So last Friday, a friend of mine convinced me to go to the cinema with her. When I realised that she wanted to see a romance movie, I wasn’t too thrilled. The idea of a man falling in love with an A.I. sounded bizare and I’d long since learned not to bother with movies where no explosions were to occur. But after watching the movie trailer, I was willing to give it a try, and by the end of the movie, I was astounded. “Her” was nothing like I would have expected.
Here’s the trailer:
“Her” is one of those rare poignant movies that gives you a lasting impression when you’re finished. It has some really provocative themes such as “what is humanity?” and “what is the true meaning of love?” and unlike Shame with Michael Fassbender, it has some really humorous, light-hearted moments.
In the near-future, technology has progressed somewhat. Holographic gaming exists side by side with phones that use voice recognition software to navigate. And I’m not talking about Siri. Siri looks like elementary stuff compared to the tech in the movie, and yet it’s not so far into the future that everything is unbelievable. It seems to be the case that it’s perfectly normal in this futuristic L.A. to walk around with an earpiece, talking to your phone.
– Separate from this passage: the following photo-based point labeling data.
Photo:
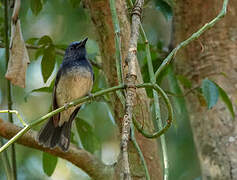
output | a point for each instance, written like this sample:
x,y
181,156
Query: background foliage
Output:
x,y
52,25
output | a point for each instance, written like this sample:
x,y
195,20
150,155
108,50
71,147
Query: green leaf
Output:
x,y
45,40
32,41
87,136
39,52
49,163
210,92
164,8
226,100
48,62
184,81
36,6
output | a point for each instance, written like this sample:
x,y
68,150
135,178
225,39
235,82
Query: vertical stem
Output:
x,y
158,122
13,152
6,163
117,41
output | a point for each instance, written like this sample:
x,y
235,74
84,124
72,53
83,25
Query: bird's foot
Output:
x,y
92,97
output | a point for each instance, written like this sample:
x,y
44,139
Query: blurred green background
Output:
x,y
64,23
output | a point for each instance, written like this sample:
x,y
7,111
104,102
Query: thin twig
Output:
x,y
140,153
131,76
50,114
169,107
6,163
17,114
194,36
157,122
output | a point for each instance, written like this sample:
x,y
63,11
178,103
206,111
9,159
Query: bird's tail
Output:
x,y
50,136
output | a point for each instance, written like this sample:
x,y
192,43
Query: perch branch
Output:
x,y
131,77
79,157
194,36
9,97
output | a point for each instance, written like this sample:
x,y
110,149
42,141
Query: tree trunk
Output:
x,y
101,17
213,54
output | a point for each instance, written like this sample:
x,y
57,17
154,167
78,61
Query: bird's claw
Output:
x,y
92,97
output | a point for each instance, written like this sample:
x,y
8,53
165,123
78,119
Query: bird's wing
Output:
x,y
56,117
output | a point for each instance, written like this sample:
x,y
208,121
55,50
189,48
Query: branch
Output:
x,y
79,157
194,36
9,96
58,52
50,114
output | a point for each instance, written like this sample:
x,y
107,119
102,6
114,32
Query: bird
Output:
x,y
74,80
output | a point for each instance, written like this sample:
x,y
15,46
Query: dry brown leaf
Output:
x,y
19,59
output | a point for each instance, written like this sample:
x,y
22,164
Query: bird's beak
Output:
x,y
83,43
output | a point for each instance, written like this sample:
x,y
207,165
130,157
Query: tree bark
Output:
x,y
213,54
101,17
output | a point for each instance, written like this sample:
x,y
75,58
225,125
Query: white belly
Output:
x,y
70,87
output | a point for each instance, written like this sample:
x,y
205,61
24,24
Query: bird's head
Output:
x,y
76,50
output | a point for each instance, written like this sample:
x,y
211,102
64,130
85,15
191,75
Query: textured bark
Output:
x,y
101,17
215,131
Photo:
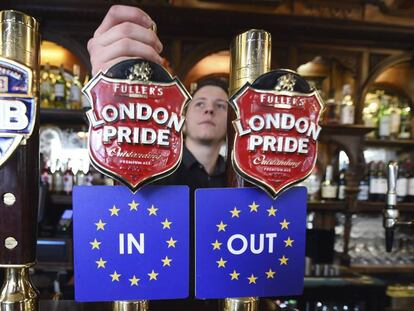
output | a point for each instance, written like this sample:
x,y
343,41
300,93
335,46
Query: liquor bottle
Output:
x,y
313,184
347,114
363,194
46,88
382,182
405,127
410,186
46,176
373,181
384,118
402,182
80,177
60,89
331,112
341,184
68,178
328,187
58,178
395,118
75,94
86,105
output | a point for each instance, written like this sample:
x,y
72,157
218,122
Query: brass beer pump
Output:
x,y
250,54
19,174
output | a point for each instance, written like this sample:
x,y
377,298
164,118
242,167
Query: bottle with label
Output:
x,y
341,185
46,176
382,182
75,94
331,111
384,118
80,177
402,182
68,179
347,114
58,178
373,181
46,88
405,127
329,188
60,89
395,118
313,184
86,105
363,194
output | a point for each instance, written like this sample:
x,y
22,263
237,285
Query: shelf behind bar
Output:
x,y
330,206
377,207
63,116
395,268
345,130
395,143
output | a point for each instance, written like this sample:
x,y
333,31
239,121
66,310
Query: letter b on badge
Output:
x,y
13,115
Joaquin Phoenix’s character, Theodore, is going through the hardships of divorce. Now typically during this time, rebound sex is expected, and Theodore does indeed endeavour to attempt having other relations. Along the way, however, he buys an A.I. Operating System. He assigns it a female voice and it names herself Samantha. I was instantly aware of the life-like voice. Anyone who has used the likes of Siri will notice the artifice of it, but Theodore’s A.I. is voiced by Scarlet Johanasson. Samantha is warm and kind but she also has an interesting sense of humour. Her voice is often playful, and strangley enough for an A.I. she as a tendancy to sigh or breath deeply between dialogue. This habit of hers is at one point subject to Theodore’s scrutiny in frustrating attempt to understand just what she is and his relationship with her.
The capacity for human nature to love is stretched to its limits in this movie as Theodore attempts to define his relationship with his A.I. There is a touching scene as he attempts to explain to his 5 year old goddaughter that his girlfriend is inside a computer. The girl’s innocence is enough to make her seem more or less okay with the notion, though she does seem curious as to how that idea can be. This reaction is of course contrasted to Theordore’s former wife and lover, Catherine, who seems embittered by it and is quick to criticise.
As Theodore’s relationship with Samantha grows, so too does Samantha’s ability to understand human nature. She begins to feel emotions, or at least, the simulation of it. Arguments and angst ensue and if not for the fact that Samantha could do amazing things like process data in two hundredths of a minute— or was it a second?– you might find it easy to believe that the two were just a normal couple. There is even this almost hilarious occassion when they attempt to speak at the same time and I had to hold down my inner fan-girl.
Perhaps the only criticism I had for this movie was the slight downplay on the relationship between Theodore and his best friend, Amy, played by Amy Adams. Amy goes through relationship problems of her own and has relations of sort with a similar A.I. that her husband left behind. We’re never really given an insight as to how close she became with her A.I. but I do gain enough of an idea of what she went through with her husband to respect her character and the choices she made.
“Her” is a splendid mixture of beautiful characterisation and cinematography. The enchanting lights of Los Angeles were a nice contrast to the mountain and beach that were displayed in Theodore’s getaways with Samantha. Indeed, he looked like a madman, spinning around at a carnival with his phone in his shirt pocket to allow Samantha to see the beautiful view around him.
For me, the quote that sticks with me is from Amy who states “Falling in love is a sociably acceptable form of insanity.” I do believe that the director, Spike Jonze, made me believe this, but more importantly, he made be believe in love in all its various forms.